If an owner is having equipment drop out issues there are many solutions but adding a simple switch to create a dedicated start bank is often the most reasonable fix that retains all the safety, isolation and redundancy...
 
May 8, 2014
31
sailboat about 37' SE US
Well, I'm ready to make my parts list and go get this job done. Thanks to Maine, Stu and everyone else who helped me understand what I need to do to get this done right.

I just have one last question: WHen topping off the water in flooded batteries does it matter if I use seawater or can i just use water out of the tap?




Just joking (distilled)!!

Cheers!
 
Jun 28, 2005
440
Hunter H33 2004 Mumford Cove,CT & Block Island
Me I would rather see properly sized wiring, professionally terminated lugs and a healthy bank that won't suffer from voltage sag, but this route is considerably more expensive than a simple ON/OFF and a jumper wire..
Finding a spot for an additional switch is usually a bigger problem, of course if one is not a DIY, it also is not necessarily cheap if you are paying for the tech time. Perhaps a compromise is something like a Blue Seas m-Series, Dual Circuit Plus™ Battery Switch 6011, replacing the original switch, it keeps the two circuits separate but adds combining feature. If one has the room and starting droop causes a problem the the added switch, can be a solution. To me why not just add another 1-2-Both-Off switch, then either battery can start and either battery can power the bus, with one more jumper.
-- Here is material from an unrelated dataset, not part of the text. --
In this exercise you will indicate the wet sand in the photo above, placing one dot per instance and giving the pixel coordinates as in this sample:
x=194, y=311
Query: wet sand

The 4 position switch is slightly more in cost and the same physical size. Operation is then more intuitive,one switch for dc power, one switch for starting. Heck, I added one just for my inverter power.
 
Sep 28, 2008
922
Canadian Sailcraft CS27 Victoria B.C.
Perhaps a compromise is something like a Blue Seas m-Series, Dual Circuit Plus™ Battery Switch 6011, replacing the original switch, it keeps the two circuits separate but adds combining feature.
If one bank is dead the last thing you should do is combine it with a good bank. That is a bad practice that could (and has) left people without any means of starting as the house bank, if down a ways, tries to charge the start battery.

The dual circuit switch is best used on smaller boats with equal size banks like sportfishing boats. That is what it was designed for.

If one bank is dead switch to the other bank - don't combine.
 
Feb 26, 2004
22,786
Catalina 34 224 Maple Bay, BC, Canada
If one bank is dead the last thing you should do is combine it with a good bank. That is a bad practice that could (and has) left people without any means of starting as the house bank, if down a ways, tries to charge the start battery.

The dual circuit switch is best used on smaller boats with equal size banks like sportfishing boats. That is what it was designed for.

If one bank is dead switch to the other bank - don't combine.
Here's why for about the thousandth time:

AGM Battery Issues and the Blue Seas Dual Circuit Switch (from Maine Sail) "DARN AGM Batteries"
http://forums.catalina.sailboatowners.com/showthread.php?p=848465&highlight=darn agm

It would be good time spent to read Maine Sail's portion of this website, Forums, featured contributors tab upper left.